On Thu, Nov 23, 2017 at 10:04 PM, Enrico Olivelli <eo...@gmail.com>
wrote:

> Il mer 22 nov 2017, 22:28 Iñigo Mediavilla <im...@gmail.com> ha
> scritto:
>
> > Hello,
> >
> > I'm using Calcite to provide an SQL interface (Read-Only) for a Java
> > Service that contains its data in memory. However most of the fields are
> > primitive types and exposing them in a ProjectableFilterableTable forces
> > boxing of the fields values since the scan method returns
> > Enumerable<Object[]>.
> >
>
> I see another issue, maybe from a different perspective.

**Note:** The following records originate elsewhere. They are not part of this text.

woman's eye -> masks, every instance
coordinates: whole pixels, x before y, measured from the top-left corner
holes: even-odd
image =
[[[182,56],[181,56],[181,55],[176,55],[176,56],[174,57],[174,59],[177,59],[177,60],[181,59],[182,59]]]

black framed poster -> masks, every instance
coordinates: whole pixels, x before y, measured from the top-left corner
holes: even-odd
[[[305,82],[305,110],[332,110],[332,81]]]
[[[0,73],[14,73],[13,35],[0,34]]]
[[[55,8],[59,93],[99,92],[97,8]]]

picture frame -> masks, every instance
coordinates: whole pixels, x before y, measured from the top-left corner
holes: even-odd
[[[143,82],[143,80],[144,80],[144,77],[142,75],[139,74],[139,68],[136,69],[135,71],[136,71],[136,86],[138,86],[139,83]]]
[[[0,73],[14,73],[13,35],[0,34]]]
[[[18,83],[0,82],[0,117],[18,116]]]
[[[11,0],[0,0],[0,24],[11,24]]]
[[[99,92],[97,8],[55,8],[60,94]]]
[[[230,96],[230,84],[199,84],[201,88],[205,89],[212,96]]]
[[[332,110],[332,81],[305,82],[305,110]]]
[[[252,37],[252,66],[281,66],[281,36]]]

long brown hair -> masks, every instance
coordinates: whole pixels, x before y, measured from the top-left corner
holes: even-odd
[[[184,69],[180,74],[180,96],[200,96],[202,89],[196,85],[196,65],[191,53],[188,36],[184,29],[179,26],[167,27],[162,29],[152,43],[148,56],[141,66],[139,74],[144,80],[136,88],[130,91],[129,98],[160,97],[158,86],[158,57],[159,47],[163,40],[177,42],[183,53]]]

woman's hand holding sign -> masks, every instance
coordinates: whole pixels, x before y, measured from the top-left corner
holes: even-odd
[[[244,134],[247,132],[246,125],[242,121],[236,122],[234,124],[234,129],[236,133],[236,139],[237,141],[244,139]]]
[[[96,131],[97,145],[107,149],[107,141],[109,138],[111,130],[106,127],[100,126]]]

> Having to deal with Object[] means that you always have to unpack your
> record to have this particular representation. For instance in my system I
> have a page of data loaded in memory and it contains a bunch of
> records/tuples.
> If I want to feed Calcite I always have to unpack each record to Object[],
> and as there is a projection to apply very often a new Object[] is to be
> created. This is not efficient and not GC friendly.
> A great enhancement maybe it would be to have some interface instead of the
> bare array.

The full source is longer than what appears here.